Green Energy & Expo

Biography

Biography: Shu-Yuan Pan

Abstract

An integrated approach to establishing a waste-to-resource supply chain within an industrial park was developed for CO₂ fixation, wastewater neutralization and product utilization using high-gravity carbonation (HiGCarb) process. Several alkaline wastes, such as steel slag and byproduct lime, were gathered for performance evaluation operated under various levels of reaction temperature, rotation speed, and liquid-to-solid (L/S) ratio. A high CO₂ capture efficiency (i.e., >95%) can be achieved via the HiGCarb process with a relatively short reaction time at ambient temperature and pressure. These alkaline wastes were found to be successfully carbonated with CO₂ in the high-gravity carbonation process, where calcite (CaCO₃) was identified as the main product.  In addition, the results indicated that the rates of metal ion leaching from the alkaline solid wastes can be prohibited by the high-gravity carbonation process. Moreover, blended cements containing 5%, 10% and 20% replacements of ordinary Portland cement with carbonated solid wastes were tested for compressive strength development and autoclave soundness.

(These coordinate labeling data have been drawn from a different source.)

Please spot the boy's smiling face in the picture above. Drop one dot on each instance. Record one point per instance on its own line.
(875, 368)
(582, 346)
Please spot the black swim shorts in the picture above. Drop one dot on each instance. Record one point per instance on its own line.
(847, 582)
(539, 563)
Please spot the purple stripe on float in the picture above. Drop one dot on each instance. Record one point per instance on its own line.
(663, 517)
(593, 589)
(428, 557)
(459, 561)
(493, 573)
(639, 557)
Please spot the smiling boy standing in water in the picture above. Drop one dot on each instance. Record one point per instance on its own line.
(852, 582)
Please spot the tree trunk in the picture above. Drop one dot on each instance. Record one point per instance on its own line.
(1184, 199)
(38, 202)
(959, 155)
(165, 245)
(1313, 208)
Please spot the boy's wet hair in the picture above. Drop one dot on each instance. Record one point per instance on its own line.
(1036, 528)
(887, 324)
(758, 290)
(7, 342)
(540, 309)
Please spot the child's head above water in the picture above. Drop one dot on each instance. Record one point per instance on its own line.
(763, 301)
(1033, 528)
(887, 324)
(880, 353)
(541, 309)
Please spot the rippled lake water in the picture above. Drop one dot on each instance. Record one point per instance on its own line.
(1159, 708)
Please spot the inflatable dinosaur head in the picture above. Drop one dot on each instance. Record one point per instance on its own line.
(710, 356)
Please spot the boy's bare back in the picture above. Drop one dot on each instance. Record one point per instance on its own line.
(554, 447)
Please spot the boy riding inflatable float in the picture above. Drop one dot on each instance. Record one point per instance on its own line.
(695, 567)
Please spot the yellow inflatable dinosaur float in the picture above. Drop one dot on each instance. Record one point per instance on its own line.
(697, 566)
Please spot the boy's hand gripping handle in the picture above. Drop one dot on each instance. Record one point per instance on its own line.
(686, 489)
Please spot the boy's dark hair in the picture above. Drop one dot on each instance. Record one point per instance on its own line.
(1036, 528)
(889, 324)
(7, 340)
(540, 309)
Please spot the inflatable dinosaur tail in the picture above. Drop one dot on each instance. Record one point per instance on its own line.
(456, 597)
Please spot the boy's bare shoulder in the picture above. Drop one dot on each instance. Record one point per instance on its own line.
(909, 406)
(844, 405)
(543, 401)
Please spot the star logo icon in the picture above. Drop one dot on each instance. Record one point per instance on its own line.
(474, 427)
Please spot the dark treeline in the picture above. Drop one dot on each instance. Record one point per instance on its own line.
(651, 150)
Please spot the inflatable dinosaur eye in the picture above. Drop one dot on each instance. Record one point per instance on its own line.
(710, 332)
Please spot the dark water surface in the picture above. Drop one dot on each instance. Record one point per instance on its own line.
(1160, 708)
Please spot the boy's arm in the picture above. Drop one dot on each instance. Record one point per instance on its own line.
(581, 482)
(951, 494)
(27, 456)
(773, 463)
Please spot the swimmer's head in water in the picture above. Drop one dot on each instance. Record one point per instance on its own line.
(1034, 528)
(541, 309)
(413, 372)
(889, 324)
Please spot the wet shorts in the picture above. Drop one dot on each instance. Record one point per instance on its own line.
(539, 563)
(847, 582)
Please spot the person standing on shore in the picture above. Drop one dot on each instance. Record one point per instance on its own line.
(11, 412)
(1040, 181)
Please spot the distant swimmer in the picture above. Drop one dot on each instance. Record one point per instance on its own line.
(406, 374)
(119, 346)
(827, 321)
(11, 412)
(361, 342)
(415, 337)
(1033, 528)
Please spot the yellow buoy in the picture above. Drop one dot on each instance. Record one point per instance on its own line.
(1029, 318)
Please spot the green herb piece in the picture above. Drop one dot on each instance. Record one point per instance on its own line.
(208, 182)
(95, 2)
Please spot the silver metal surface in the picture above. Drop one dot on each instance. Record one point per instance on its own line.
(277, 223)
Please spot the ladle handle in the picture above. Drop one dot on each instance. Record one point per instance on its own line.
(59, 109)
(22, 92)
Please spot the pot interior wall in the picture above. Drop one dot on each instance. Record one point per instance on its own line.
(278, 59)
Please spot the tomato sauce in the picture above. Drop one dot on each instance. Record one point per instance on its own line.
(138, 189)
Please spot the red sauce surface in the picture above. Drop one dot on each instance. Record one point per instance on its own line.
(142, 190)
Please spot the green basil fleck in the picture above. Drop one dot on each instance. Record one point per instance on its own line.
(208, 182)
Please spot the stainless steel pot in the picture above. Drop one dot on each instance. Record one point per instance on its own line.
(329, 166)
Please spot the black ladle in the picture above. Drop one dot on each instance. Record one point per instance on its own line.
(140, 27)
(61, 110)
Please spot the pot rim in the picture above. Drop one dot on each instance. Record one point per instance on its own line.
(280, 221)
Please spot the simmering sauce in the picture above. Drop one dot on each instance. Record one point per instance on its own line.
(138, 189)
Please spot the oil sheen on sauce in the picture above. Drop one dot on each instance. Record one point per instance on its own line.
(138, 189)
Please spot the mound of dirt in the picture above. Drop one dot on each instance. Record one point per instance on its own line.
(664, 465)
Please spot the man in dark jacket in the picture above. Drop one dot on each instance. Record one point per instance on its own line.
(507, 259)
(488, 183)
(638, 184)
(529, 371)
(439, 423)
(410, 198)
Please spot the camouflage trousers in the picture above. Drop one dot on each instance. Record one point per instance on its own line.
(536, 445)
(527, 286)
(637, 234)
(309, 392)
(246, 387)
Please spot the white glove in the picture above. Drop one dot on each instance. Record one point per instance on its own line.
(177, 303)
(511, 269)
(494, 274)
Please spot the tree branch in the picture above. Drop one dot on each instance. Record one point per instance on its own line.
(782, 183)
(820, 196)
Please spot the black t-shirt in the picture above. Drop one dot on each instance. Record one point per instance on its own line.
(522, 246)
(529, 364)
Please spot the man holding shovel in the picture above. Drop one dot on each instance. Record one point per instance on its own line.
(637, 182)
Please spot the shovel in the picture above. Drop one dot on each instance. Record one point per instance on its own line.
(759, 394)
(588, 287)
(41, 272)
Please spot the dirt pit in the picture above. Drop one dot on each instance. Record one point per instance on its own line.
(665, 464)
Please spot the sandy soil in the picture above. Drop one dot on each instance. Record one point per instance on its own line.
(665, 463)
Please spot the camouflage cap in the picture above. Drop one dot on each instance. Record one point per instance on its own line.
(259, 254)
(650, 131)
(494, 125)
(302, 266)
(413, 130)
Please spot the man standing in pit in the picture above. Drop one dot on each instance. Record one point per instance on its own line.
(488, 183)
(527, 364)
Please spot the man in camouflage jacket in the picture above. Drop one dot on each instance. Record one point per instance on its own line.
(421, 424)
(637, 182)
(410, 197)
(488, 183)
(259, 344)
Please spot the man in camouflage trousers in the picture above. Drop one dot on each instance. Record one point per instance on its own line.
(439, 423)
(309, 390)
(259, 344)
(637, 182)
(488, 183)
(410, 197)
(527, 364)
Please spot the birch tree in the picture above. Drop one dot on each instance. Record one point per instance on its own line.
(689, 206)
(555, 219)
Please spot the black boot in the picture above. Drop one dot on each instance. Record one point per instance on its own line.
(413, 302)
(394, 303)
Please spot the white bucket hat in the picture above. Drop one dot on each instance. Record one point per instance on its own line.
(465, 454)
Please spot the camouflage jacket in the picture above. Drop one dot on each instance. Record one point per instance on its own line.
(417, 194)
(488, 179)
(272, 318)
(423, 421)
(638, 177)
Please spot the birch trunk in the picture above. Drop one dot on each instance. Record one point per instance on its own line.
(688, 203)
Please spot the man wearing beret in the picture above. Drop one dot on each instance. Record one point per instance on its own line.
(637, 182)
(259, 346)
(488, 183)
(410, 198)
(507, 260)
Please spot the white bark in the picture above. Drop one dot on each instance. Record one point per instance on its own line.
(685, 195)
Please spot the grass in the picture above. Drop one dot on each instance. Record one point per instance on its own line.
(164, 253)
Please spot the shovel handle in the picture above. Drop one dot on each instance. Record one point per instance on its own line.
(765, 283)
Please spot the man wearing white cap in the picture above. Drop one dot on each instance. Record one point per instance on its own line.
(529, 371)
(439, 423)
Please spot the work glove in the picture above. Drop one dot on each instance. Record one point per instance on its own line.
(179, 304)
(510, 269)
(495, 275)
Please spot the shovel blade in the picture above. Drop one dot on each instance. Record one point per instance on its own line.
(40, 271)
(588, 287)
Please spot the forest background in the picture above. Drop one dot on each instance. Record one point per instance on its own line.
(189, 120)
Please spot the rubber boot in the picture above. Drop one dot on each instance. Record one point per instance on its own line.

The mortars were casted into 50 mm × 50 mm × 50 mm molds, and then tested at 3, 7 and 28 days. Since the carbonated product can be used as supplementary cementitious materials, CO₂ emissions from the cement industry can be avoided if a green waste-to-resource supply chain between the petrochemical and cement industries is established. It suggests that an integrated approach to the proper treatment of alkaline wastes that permanently fixes CO₂ from industries while producing valuable supplementary cementitious materials for the cement industry can be achieved via the HiGCarb process.